Help w/First Fundamental Theorem of Calculus

[Hurricane3]

For the first fundamental theorem of calculus, I don't quite understand it...

I think I got the integral part, but not the interval [a,x]...

can you guys help me? thx

 

[SiddharthM]

Well your question is very vague but I will try and address any misunderstanding you may have.

The first fundamental theorem of calculus says that given a real valued function defined on [a,b] and if we define a new function F (note that little f and big F are two different functions here) by

F(x)=integral (lower limit is a, upper limit is x) of f(x) dx

then F(x) is continuous on all x in the closed interval [a,b]. Furthermore, if the function f is continuous at a point u that is inside the closed interval [a,b] then F is differentiable at u and it's derivative is f(u).

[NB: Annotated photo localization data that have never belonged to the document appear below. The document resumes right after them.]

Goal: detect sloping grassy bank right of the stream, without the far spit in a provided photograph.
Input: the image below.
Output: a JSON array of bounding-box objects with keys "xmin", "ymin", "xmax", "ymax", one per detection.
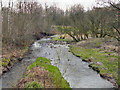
[{"xmin": 70, "ymin": 39, "xmax": 120, "ymax": 86}]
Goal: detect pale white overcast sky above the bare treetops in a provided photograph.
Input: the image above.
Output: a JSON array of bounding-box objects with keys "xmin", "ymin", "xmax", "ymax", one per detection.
[{"xmin": 2, "ymin": 0, "xmax": 119, "ymax": 10}]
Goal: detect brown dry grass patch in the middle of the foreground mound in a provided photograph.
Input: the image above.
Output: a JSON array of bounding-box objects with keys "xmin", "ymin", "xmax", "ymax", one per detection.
[{"xmin": 17, "ymin": 67, "xmax": 55, "ymax": 88}]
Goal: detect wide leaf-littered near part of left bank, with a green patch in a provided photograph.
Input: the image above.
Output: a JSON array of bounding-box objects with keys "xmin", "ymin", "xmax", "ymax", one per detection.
[{"xmin": 1, "ymin": 46, "xmax": 29, "ymax": 73}]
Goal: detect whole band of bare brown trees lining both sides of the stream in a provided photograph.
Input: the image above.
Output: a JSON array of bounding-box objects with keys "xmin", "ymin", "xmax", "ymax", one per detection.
[{"xmin": 2, "ymin": 2, "xmax": 120, "ymax": 46}]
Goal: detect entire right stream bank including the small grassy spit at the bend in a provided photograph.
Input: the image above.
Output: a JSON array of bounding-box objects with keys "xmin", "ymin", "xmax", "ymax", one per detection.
[{"xmin": 53, "ymin": 35, "xmax": 120, "ymax": 88}]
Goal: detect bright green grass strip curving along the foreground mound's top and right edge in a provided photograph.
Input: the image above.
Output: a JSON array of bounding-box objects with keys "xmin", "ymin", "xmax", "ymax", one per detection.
[{"xmin": 27, "ymin": 57, "xmax": 70, "ymax": 88}]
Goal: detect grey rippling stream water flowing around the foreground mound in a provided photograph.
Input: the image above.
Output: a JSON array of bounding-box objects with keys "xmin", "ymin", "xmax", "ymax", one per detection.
[{"xmin": 2, "ymin": 38, "xmax": 113, "ymax": 88}]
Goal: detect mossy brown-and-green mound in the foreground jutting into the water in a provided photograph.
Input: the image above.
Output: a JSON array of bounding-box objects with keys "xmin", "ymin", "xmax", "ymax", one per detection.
[{"xmin": 17, "ymin": 57, "xmax": 70, "ymax": 88}]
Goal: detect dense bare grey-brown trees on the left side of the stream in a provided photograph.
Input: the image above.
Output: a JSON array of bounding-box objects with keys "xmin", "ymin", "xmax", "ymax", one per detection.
[{"xmin": 2, "ymin": 2, "xmax": 64, "ymax": 46}]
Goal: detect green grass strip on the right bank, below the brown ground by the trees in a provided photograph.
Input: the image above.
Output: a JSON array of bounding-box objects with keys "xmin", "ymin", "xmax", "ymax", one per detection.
[{"xmin": 70, "ymin": 45, "xmax": 120, "ymax": 82}]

the first part of the theorem says that if you change the upper limit of integration a LITTLE bit then the change in integrals is also LITTLE. The second part is just saying that if f is continuous at a point then F is SMOOTH (ie differentiable) at that point and that the derivative operation and integral undo one another.

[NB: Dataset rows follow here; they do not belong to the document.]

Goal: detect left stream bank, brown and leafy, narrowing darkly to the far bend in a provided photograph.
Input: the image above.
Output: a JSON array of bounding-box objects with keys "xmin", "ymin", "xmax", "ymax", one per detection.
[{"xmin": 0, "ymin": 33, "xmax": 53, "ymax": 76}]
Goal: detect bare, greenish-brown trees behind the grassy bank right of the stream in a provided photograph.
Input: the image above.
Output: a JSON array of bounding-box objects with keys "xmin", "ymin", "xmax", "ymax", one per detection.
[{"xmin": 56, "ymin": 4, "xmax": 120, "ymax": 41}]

[a,x] is a subset of [a,b]. It is a fact that if f is integrable on [a,b] and x is a point in the interval [a,b] then f is integrable on [a,x].

hope this helps.

 

[Hurricane3]

ah i still dun understand...

can we work on an example from the textbook?
The example is:
Find the derivative of
\intcost dt from 0 to \sqrt{x}
by

a. evaluating the integral and differentiating the result
b. by differentiating the integral directly

for part a.
The integral of cos(t) is sin(t). Thus the integral from 0 to \sqrt{x} is
sin\sqrt{x} - sin(0)
= sin\sqrt{x}
Differentiating that, I get \frac{cos\sqrt{x}}{2\sqrt{x}}

I guess my problem is differentiating an integral directly...

What would happen if its from sin(x) to x? or from 5 to x?